I wait until the children head to their apartments. They peel off, one by one, until only my brother remains. I don’t need magic, even with leaves underfoot, to steal up on him. With a swift motion, I wrap my arm around Oak’s neck, pressing it against his throat hard enough to give him a good scare. He bucks back, nearly hitting me in the chin with his horns. Not bad. He attempts to break my hold, but it’s half-hearted. He can tell it’s me, and I don’t frighten him.

I tighten my hold. If I press my arm against his throat long enough, he’ll black out.

He tries to speak, and then he must start to feel the effects of not getting enough air. He forgets all his training and goes wild, lashing out, scratching my arms and kicking against my legs. Making me feel awful. I wanted him to be a little afraid, scared enough to fight back, not terrified.

I let go, and he stumbles away, panting, eyes wet with tears. “What was that for?” he wants to know. He’s glaring at me accusingly.

“To remind you that fighting isn’t a game,” I say, feeling as though I am speaking with Madoc’s voice instead of my own. I don’t want Oak to grow up as I did, angry and afraid. But I want him to survive, and Madoc did teach me how to do that.

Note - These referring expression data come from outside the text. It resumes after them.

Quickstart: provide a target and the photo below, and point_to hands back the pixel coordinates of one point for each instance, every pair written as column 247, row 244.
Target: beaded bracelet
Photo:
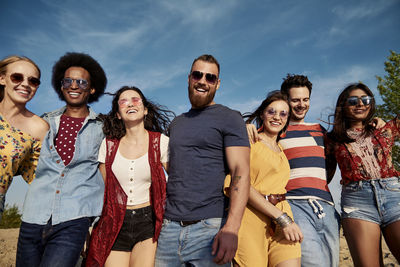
column 283, row 220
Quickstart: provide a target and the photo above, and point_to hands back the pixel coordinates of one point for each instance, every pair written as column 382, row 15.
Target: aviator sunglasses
column 67, row 83
column 18, row 78
column 272, row 112
column 198, row 75
column 124, row 102
column 354, row 100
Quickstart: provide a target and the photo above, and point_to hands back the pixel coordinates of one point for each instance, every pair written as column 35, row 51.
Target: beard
column 295, row 117
column 199, row 101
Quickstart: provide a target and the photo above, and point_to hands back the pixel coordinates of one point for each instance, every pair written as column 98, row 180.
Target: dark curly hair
column 272, row 96
column 157, row 119
column 341, row 122
column 293, row 80
column 98, row 79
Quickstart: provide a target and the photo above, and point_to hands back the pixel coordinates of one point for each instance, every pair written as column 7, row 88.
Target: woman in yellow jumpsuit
column 268, row 236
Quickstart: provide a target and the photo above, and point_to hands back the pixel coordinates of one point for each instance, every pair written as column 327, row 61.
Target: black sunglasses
column 354, row 100
column 67, row 83
column 19, row 78
column 198, row 75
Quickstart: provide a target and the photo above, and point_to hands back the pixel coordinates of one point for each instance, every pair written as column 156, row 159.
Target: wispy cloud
column 360, row 10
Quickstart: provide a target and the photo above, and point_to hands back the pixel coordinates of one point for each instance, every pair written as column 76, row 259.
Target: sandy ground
column 8, row 248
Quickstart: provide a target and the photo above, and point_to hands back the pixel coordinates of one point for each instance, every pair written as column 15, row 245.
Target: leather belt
column 275, row 198
column 186, row 223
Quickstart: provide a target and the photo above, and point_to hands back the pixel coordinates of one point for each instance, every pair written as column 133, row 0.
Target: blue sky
column 151, row 44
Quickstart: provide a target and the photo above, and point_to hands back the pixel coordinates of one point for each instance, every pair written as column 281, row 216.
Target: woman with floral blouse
column 371, row 185
column 20, row 130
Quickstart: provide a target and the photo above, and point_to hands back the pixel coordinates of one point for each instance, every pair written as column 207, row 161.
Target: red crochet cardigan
column 106, row 230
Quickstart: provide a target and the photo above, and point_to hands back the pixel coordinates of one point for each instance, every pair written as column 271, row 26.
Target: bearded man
column 206, row 143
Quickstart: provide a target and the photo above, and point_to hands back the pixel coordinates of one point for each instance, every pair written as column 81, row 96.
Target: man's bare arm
column 225, row 242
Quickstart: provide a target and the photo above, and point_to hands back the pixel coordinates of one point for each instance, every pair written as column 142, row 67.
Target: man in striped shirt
column 307, row 190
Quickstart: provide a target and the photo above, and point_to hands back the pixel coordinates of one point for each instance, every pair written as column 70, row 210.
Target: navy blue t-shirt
column 197, row 162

How am I supposed to figure out how to give him the right stuff when all I know is my own messed-up childhood? Maybe the parts of it I value are the wrong parts. “What are you going to do against an opponent who wants to actually hurt you?”

“I don’t care,” Oak says. “I don’t care about that stuff. I don’t want to be king. I never want to be king.”

For a moment, I just stare at him. I want to believe he’s lying, but, of course, he can’t lie.

“We don’t always have a choice in our fate,” I say.

“You rule if you care so much!” he says. “I won’t do it. Never.”

I have to grind my teeth together to keep from screaming. “I can’t, as you know, because I’m in exile,” I remind him.

He stamps a hoofed foot. “So am I! And the only reason I’m in the human world is because Dad wants the stupid crown and you want it and everyone wants it. Well, I don’t. It’s cursed.”

“All power is cursed,” I say. “The most terrible among us will do anything to get it, and those who’d wield power best don’t want it thrust upon them. But that doesn’t mean they can avoid their responsibilities forever.”

“You can’t make me be High King,” he says, and wheeling away from me, breaks into a run in the direction of the apartment building.

I sit down on the cold ground, knowing that I screwed up the conversation completely. Knowing that Madoc trained Taryn and me better than I am training Oak. Knowing that I was arrogant and foolish to think I could control Cardan.

Knowing that in the great game of princes and queens, I have been swept off the board.